While net drug prices drop, patients pay more thanks to health plans and PBMs

net drug prices drop

In 2022 drug manufacturers actually charged less for their products and patients paid slightly more than the previous year—but the cost of prescription medicines still rose less than inflation.

Source: Drug Channels

While the media and policymakers continue to claim that drug prices are “skyrocketing,” the average change in list prices of brand name drugs in the U.S., which is what patients are paying for their medication when they are in their health plan’s deductible, has slowed sharply and has been less than 5% over that last four years, Drug Channels Institute finds. Meanwhile, the change in net prices (revenue after rebates and discounts) drug developers receive for brand-name drugs dropped over the last seven years and was negative over the last five.

After adjusting for inflation, net prices actually fell by 8.7% last year, Drug Channels Institute says.

“The gross-to-net bubble keeps inflating,” according to Adam J. Fein, CEO of Drug Channels Institute. He says that the actual net prices drug developers receive are reduced by factors like rebates the drug makers pay to pharmaceutical benefit managers (PBMs) and other participants in the supply chain, as well as discounts required under Medicaid and the 340B program.

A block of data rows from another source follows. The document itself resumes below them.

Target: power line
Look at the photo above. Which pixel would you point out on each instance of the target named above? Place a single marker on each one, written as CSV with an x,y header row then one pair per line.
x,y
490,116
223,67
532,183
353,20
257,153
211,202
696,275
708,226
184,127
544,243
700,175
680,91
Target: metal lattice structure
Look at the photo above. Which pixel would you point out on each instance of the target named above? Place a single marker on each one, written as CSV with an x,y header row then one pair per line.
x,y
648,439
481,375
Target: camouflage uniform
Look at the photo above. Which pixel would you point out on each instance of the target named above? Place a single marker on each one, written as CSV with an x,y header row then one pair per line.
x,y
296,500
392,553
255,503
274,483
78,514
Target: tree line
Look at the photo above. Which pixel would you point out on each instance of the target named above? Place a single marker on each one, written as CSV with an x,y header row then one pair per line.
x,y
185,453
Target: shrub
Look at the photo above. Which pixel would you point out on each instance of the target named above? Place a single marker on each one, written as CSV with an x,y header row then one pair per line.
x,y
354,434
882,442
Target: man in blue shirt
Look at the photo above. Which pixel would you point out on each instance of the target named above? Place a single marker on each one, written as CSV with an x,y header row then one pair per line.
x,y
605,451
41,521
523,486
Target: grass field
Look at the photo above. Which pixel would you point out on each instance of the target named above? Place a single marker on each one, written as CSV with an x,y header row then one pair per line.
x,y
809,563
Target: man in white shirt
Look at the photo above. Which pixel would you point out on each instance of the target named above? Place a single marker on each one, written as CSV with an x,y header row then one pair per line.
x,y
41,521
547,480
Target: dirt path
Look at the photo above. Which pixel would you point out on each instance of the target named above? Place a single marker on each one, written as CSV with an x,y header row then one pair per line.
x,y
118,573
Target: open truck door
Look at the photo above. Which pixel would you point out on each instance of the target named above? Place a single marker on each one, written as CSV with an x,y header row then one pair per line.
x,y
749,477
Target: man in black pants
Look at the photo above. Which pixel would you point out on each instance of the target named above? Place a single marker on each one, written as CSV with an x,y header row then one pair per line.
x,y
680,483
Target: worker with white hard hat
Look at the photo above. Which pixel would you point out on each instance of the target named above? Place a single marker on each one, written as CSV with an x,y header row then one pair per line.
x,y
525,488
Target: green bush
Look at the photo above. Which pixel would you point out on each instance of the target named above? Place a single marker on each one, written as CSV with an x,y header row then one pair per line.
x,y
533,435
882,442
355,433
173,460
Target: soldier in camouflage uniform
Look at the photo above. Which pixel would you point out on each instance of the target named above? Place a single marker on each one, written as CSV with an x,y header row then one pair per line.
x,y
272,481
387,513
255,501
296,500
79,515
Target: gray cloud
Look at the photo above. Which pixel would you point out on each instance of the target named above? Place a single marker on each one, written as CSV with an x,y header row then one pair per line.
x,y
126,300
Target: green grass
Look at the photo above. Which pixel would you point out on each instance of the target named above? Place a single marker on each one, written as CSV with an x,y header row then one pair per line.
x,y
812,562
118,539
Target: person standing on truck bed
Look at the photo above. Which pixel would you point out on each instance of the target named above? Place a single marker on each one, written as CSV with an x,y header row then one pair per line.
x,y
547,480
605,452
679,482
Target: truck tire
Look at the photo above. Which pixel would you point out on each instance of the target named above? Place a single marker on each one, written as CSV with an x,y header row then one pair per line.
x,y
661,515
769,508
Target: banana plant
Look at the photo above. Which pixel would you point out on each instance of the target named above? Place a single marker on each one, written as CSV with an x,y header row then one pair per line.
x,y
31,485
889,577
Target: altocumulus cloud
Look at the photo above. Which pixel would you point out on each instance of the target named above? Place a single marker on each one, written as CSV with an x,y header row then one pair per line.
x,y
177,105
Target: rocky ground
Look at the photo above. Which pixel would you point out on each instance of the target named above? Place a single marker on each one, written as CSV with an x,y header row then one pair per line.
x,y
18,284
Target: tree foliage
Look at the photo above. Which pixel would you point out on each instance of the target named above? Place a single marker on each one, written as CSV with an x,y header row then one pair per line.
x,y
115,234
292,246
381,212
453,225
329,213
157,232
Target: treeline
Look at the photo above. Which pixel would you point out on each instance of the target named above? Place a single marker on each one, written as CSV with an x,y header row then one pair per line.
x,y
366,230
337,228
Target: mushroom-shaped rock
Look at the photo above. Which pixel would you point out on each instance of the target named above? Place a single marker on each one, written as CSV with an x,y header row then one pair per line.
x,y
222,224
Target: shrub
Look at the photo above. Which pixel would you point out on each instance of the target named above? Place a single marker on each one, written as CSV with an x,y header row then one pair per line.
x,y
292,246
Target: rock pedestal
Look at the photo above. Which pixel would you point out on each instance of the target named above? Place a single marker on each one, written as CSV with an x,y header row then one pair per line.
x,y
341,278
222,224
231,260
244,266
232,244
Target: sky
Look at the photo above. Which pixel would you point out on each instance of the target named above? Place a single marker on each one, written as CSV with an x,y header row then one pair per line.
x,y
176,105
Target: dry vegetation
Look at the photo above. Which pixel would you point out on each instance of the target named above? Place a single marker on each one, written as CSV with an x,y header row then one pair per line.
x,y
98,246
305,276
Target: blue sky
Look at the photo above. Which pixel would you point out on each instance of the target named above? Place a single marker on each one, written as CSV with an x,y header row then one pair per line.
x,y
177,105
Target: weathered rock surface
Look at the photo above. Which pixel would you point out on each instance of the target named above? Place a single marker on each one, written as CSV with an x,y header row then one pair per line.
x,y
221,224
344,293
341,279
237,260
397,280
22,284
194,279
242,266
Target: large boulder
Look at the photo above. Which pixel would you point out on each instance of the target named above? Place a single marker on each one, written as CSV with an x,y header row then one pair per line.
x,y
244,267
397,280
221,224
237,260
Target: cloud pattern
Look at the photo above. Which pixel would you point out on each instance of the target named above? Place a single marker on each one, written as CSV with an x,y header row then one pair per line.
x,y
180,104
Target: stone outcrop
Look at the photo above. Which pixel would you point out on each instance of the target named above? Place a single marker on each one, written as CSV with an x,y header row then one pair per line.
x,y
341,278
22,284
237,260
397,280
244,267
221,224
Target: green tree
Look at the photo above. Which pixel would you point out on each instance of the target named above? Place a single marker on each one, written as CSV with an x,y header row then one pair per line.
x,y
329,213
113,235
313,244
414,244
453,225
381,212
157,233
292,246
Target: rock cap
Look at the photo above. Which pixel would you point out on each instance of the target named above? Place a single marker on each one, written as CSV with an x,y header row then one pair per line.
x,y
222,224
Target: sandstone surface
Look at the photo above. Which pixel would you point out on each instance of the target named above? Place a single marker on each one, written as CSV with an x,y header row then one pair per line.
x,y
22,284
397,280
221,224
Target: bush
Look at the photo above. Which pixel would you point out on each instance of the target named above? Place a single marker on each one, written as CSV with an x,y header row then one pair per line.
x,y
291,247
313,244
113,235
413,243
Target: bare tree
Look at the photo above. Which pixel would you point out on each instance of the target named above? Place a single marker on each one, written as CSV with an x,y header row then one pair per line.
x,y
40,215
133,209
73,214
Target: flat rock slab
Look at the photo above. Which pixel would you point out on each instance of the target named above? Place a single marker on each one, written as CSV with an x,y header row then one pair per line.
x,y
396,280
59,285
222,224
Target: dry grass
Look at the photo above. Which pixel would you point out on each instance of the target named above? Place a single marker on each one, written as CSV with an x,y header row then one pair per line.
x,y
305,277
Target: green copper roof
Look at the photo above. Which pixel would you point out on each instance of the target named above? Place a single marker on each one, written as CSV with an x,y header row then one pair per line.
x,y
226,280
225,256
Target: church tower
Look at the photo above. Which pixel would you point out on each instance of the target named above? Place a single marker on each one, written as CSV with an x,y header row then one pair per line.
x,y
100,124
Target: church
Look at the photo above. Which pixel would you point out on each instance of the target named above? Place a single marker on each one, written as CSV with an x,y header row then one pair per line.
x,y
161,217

The bottom line: If health plans and their PBMs passed through the net price to the patients they “serve,” patients would be paying far less out-of-pocket for their medicine, and more patients could afford the medicines that keep them healthy and out of the hospital.

Potential changes in PBMs

There are promising signs of reform coming in the PBM system, according to reports. This would be a welcome development after drug-price controls in the 2022 Inflation Reduction Act (IRA) left out any mention of PBMs, according to Daniel Durham, Senior Health Policy Advisor of the Biotechnology Innovation Organization (BIO).

“The IRA fails to provide immediate relief to millions of seniors by not requiring Part D plans to share the massive rebates and discounts they negotiate with drug developers directly with seniors at the pharmacy counter,” Durham has said. “Three insurance company PBMs control 80% of patients’ medicines and use their market power to get tens of billions of dollars in discounts on medicine, but don’t share the savings with the patients they ‘serve.’ ”

PBMs, which are often owned by insurers, take rebates from drug manufacturers in exchange for including the manufacturers’ products in the formulary of drugs covered by insurers. PBMs are supposed to use the rebates they get to lower drug prices for patients, but research shows that’s not happening, and powerful PBMs simply pocket the rebates or pass them through to health plans that do not use them to lower patient out-of-pocket costs for medicines. There is a lot of interest in legislation to fix the situation.

Several past legislative proposals to address PBMs are likely to surface in the new Congress, according to Bloomberg Law. This includes the Pharmacy Benefit Manager Transparency Act that BIO supported. That act would make it illegal for PBMs to participate in “spread pricing,” which is defined as “charging payers like Medicaid more than they pay the pharmacy for a medication and then the PBM keeps the ‘spread’ or difference as profit.”

An analysis by the DC-based law and lobbying firm Arent Fox Schiff found the issue of PBMs “remains at the forefront of the healthcare pricing debate, and the perception that this is a Republican-driven effort has begun to fade in light of drug pricing reforms in the Inflation Reduction Act (IRA) and a shift in Democrats’ attention from manufacturers to other players in the pharmaceutical supply chain. We expect these trends to continue into the 118th Congress.”

According to Arent Fox Schiff, legislation that could be revived in the new Congress includes:

  • the Lower Costs, More Cures Act of 2021 (H.R. 19) (S. 2164);
  • the Pharmacy Benefit Manager Transparency Act of 2022 (S. 4293);
  • the Shaheen-Collins INSULIN bill;
  • Rep. Harshbarger’s PBM Transparency, Accountability, and Reform Act.